TouchDevelop Basics: Simple Tool for Making Games
Several years ago Microsoft Research released "TouchDevelop" a web-based app-building tool that could be used on mobile devices. In other words, an “app” that you could use on a mobile phone to make other apps. From it’s humble beginning, TouchDevelop has become a robust tool for making games and social apps, and more recently a great way to use Minecraft and develop IOT applications.

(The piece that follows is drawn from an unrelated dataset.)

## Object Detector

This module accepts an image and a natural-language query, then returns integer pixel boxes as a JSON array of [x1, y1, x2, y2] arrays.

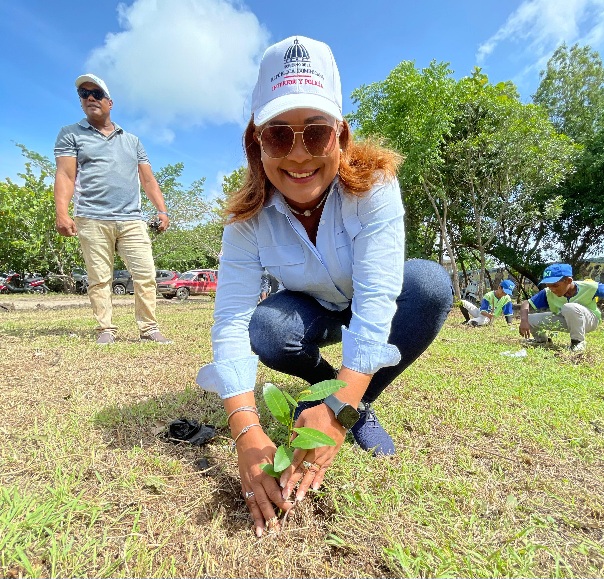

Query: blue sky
[[0, 0, 604, 195]]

Programming TouchDevelop applications requires the use of a proprietary scripting language that does not strongly correlate to other c-based languages like C++ or C#. From personal experience, it took a while for me to figure out how it all worked. One of the groups of students that I like to introduce to TouchDevelop are business students. With TouchDevelop I can introduce them to software design, requirements planning, app marketing and strategy, and entrepreneurship. Typically I will do a workshop in survey IS courses that all business majors are required to take. Using two class periods, I’ll first teach them how to create a basic TouchDevelop game, and then suggest ways that they could modify the basic game to create something unique and interesting. Then I’ll teach them the fundamentals of app marketing and strategy. The feedback I get is pretty positive, and some students end up changing their majors because they loved the project.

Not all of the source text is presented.